John F. Kennedy’s assassination had occured just three months prior and the country desperately needed something to smile about. The civil rights movement divided the nation with mainstream radio stations refusing to play “black” music. Instead, they stuck to “safe music”: Steve Lawrence and Eydie Gorme, Frankie Avalon, Fabian, Lawrence Welk on television, and Elvis Presley in silly movies. So when American ears heard these songs for the first time, they were ready for something happy and fun. And teenagers were ready for something different—something their parents didn’t listen to.
The lyrics of the first songs you heard were simple and sweet and spoke straight to teenagers: “I want to hold your hand,” “She loves you, yeah yeah yeah.” The music was fresh and different with a danceable beat, unique chords and strong harmonies.

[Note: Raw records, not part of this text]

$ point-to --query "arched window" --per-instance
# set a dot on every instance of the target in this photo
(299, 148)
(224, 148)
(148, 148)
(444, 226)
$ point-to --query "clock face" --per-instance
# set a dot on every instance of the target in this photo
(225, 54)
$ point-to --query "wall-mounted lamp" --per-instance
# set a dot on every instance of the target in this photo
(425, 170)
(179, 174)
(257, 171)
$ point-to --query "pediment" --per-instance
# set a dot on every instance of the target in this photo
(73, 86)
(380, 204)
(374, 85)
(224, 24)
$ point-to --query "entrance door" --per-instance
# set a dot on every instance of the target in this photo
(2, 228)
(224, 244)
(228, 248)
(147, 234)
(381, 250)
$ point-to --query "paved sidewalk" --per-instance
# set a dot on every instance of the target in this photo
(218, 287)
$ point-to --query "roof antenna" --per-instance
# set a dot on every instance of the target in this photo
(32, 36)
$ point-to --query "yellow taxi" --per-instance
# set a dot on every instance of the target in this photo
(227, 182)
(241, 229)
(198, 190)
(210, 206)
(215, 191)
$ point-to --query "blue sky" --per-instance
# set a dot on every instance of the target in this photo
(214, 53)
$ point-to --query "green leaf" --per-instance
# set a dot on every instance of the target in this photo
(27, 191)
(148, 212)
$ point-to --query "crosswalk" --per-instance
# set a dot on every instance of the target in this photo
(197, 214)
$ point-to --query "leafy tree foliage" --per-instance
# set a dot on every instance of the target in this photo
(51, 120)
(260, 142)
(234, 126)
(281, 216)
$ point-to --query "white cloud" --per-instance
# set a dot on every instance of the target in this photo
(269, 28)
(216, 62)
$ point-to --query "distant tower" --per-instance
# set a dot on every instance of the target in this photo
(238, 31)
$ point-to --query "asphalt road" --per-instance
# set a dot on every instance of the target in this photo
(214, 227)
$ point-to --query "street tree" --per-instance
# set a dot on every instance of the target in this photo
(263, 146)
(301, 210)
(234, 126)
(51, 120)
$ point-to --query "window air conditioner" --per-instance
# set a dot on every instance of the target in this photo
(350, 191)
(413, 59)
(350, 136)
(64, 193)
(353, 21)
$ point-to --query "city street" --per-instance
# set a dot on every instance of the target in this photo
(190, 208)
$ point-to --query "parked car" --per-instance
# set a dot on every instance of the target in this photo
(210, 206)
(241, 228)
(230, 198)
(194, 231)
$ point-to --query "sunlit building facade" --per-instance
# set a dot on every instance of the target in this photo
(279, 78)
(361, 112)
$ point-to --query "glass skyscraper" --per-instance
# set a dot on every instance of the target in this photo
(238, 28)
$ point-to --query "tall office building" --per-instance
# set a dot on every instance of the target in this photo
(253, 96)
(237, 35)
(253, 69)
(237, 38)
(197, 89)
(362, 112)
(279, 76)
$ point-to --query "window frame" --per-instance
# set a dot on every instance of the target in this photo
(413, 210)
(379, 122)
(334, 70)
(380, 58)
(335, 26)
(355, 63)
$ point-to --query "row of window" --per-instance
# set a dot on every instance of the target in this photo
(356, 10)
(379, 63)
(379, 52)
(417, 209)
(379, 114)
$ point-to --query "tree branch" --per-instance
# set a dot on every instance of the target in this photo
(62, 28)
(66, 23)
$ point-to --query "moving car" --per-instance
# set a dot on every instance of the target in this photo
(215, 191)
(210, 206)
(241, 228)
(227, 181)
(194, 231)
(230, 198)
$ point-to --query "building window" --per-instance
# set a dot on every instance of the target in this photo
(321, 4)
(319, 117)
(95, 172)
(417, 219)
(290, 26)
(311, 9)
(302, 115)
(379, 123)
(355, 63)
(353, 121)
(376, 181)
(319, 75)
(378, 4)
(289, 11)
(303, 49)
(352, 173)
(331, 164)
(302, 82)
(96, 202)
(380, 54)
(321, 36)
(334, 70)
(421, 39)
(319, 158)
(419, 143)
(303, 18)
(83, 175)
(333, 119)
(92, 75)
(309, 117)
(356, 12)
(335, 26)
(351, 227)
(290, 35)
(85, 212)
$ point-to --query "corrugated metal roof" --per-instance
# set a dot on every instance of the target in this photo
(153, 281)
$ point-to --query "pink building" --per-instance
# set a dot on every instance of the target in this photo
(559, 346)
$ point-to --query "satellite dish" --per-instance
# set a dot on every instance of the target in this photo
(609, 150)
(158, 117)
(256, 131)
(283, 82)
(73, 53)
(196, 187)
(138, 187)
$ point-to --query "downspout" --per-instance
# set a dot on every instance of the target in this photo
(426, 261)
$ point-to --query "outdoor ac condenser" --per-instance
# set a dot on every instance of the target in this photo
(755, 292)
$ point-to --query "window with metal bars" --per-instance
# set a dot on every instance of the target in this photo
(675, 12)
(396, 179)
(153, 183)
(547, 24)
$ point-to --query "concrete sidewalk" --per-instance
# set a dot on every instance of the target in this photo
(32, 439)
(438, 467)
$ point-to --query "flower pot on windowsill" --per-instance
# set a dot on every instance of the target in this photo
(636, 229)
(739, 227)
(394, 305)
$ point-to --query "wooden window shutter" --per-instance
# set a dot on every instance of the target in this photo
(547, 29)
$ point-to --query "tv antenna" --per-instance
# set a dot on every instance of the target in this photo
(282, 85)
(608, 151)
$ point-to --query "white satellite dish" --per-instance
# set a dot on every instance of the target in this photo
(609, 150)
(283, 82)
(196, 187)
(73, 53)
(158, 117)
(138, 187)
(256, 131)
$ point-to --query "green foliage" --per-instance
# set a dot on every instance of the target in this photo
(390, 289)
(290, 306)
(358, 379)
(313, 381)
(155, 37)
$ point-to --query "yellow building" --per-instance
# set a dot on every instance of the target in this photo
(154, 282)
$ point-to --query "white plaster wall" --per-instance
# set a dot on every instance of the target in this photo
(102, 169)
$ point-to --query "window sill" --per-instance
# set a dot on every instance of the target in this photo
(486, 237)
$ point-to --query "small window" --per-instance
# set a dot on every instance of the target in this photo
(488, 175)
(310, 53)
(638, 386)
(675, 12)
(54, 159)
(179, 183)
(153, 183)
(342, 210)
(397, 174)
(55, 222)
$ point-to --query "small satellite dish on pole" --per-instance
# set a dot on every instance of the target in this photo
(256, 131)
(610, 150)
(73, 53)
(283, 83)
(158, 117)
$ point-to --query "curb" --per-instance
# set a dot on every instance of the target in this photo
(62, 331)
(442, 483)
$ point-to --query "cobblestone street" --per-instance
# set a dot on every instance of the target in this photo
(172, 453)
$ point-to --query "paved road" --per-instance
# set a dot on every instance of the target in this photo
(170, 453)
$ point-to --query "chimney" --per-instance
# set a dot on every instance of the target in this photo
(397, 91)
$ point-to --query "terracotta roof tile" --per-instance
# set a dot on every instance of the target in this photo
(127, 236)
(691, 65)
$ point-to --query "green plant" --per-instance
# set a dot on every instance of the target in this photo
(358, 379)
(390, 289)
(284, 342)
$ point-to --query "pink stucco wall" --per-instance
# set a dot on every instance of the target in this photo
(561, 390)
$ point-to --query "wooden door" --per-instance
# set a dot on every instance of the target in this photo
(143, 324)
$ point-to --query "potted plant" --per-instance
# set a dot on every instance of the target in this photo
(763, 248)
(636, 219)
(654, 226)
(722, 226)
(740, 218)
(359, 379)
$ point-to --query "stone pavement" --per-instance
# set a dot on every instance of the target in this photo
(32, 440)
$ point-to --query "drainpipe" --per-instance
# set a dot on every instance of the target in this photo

TV was in its infancy. You got most of your media—news, entertainment and music—from the radio, so there was a good chance you didn’t know how John, Paul, Ringo, and George looked. Part of the hysteria surrounding the Beatles, which hadn’t occurred to me, was based on teens starving for the chance to see them.
Through these entertaining anecdotes, even stories that detail how the girls in the photo on the cover of the book all find each other again, The Beatles Are Here! explores how the Fab Four affected people from vastly different walks of life. There was the photographer who shot pictures of them at that first press conference in New York and realized how intelligent they were, the DJ who watched armed guards arrive with their new records, the Catholic school girl who was crestfallen to find out Paul was Church of England and would have to convert to marry her, Cyndi Lauper’s mother screaming at her daughter while pointing to the pictures of the Beatles on the walls, “I want you and all your friends to clean this room up right now.” Ever the contrarian, Fran Lebowitz says it had no affect on her at all.
These personal stories explain how Beatlemania changed everything. Not just music, but hair, clothes, attitudes, media, stardom, and even how people talked. For the subjects of this book, as for many, February 1964 was when their lives truly began.